Keep Your Eye on the Ball

In re B.R., 2014 VT 37

By Elizabeth Kruska

I know some attorneys who would rather poke themselves in the eyes with screwdrivers than appear in juvenile court.

That, my friends, is too bad.

Juvenile court is incredibly important. As a society, we recognize that little kids can’t fend for themselves, and that if something is going wrong, that somebody needs to step in and help. We want kids to be safe and okay and to grow into awesome, successful adults. 

That’s why we have juvenile court. If a child is in need of care and supervision (CHINS) for whatever reason, the juvenile court is charged with the duty of acting in the best interests of that child. The goal, of course, is to get the child—and often times the whole family—on track to be successful. CHINS is pretty liberally construed in an effort to be protective of kids. The burden on the State is low—it’s a preponderance standard. Parents and children can agree the child was CHINS, or can demand a hearing, and require that the court take evidence and make findings.

The potential ramifications of juvenile court are pretty huge. A parent may lose his or her child to the State, and depending on the arc of the case, may never get the child back. Because of this, the court needs to make sure the facts that fit the situation are enough to establish the CHINS, that there’s actually a causal link between the facts and the child’s need of supervision, and that if it’s not done by agreement, that the evidence sought to be used by the State is presented to the court and is and admissible.

The burden on the State isn’t much. They need to trot out a witness or two to say what he or she actually knows or has seen firsthand, and it has to be linked to care of the child. If the State can’t do that, chances are the CHINS is tenuous anyway, and needs to be dismissed.

And that brings us to B.R. It’s a fact pattern juvenile-court practitioners see, unfortunately, too often. Parents had some drug issues that exposed B.R. to the effects of drug use, and to people involved in drug use. B.R. was 2 months old and didn’t have a choice about whether to go to the drug house or stay home.

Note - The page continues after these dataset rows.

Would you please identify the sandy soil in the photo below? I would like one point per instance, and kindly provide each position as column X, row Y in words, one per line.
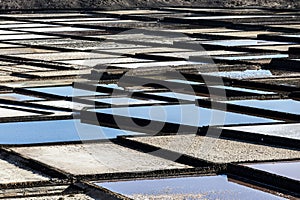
column 219, row 150
column 96, row 158
column 9, row 173
column 62, row 197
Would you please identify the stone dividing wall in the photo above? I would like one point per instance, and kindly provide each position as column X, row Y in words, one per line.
column 6, row 5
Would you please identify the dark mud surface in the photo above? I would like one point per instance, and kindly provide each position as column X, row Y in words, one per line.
column 6, row 5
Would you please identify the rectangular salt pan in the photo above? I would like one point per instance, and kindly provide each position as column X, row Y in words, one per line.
column 55, row 131
column 285, row 169
column 65, row 91
column 185, row 114
column 207, row 187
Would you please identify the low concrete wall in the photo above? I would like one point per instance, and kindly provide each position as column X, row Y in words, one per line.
column 6, row 5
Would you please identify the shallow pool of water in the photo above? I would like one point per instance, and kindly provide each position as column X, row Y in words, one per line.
column 279, row 130
column 206, row 187
column 243, row 89
column 242, row 42
column 54, row 131
column 18, row 97
column 252, row 57
column 286, row 169
column 65, row 91
column 243, row 74
column 281, row 105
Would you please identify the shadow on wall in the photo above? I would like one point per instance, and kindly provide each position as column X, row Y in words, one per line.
column 6, row 5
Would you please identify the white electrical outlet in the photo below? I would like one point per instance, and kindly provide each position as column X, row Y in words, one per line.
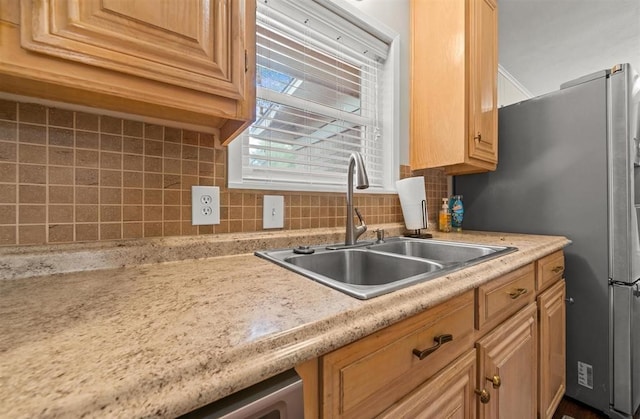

A CHINS petition was filed, and both parents agreed B.R. could be placed with a relative while the case sorted itself out.

Several months later, mother stipulated to “the merits” of the CHINS petition, saying that she “was unable to care adequately for B.R. due to long-term substance abuse and her failure to access and engage in services.” Father did not similarly stipulate, and the case was set for a hearing.

Keeping its eye on the ball—the best interest of B.R.—the juvenile court held a hearing and ultimately found that mother’s admission plus some (dubiously admissible) other evidence was sufficient to find a CHINS, and moved to the disposition phase of the case. Father appealed under a number of different arguments, including that there was not enough evidence to make a CHINS finding relative to him.

The SCOV majority rightly points out (as does the dissent) that it isn’t which parent is the cause of the CHINS, it is whether the CHILD is in need of supervision. This can be based on action (or inaction) by either or both parent. But the point isn’t about which parent it is, the point is about the situation relative to the child.

SCOV affirms because the juvenile court found that the parents lived together at the time B.R. was CHINS. Because they lived together, and mother admitted the problem, it would produce an absurd result to return the child to father, and potentially right back into the same living situation that caused the CHINS proceeding in the first place. Since the case had not moved to disposition yet, the fitness of the parents to raise B.R. going forward had not been examined, and would be further examined in additional proceedings. The point is that all hope for reunification is not lost just because of a CHINS finding.

Justice Dooley concurs, but suggests that the legislature has the power to fix this mess.

Justice Robinson dissents. She gets it that juvenile court is important, and that if the State is going to get into people’s business and take their kids, then it had better back up their reasons for doing so. As I mentioned above, the rules are liberal to provide for the most possible protection of kids. The burden of proof is a preponderance, which is pretty low.

I appreciate that the dissent politely screams at the top of its lungs for juvenile courts to take evidence, to make good findings, and to link the evidence to the situation. CHINS findings should not be taken lightly. Every individual case needs to be examined, and the court needs to keep its eye on the child. One parent might have problems but the other doesn’t—that doesn’t necessarily mean that the child is in need of supervision. It might support such a finding, but it doesn’t automatically make it so.

The dissent goes on to take some issue with mother’s stipulation to “the merits” and the court’s findings based on that. First of all, just because mother had some drug problems, doesn’t automatically mean that B.R. was without proper care. There’s got to be some causation to link the drug use to the need for care. In this case, there might’ve been, but there wasn’t a lot of actual evidence about it. Secondly, mother’s admission about herself can’t be used against father. That’s like saying because my husband likes broccoli that as a couple, we are “people who like broccoli.” We are not. (Broccoli is an evil and vile vegetable, in my humble opinion.)

So, what to do if there is an incapable custodial parent who then moves in with a capable noncustodial parent? Does that automatically render the child in need of supervision? Justice Robinson says no. The court has got to get more information about the situation in general and make some specific findings. The only way that juvenile court legitimately works in the best interest of kids, is to demand that it is done in the right way.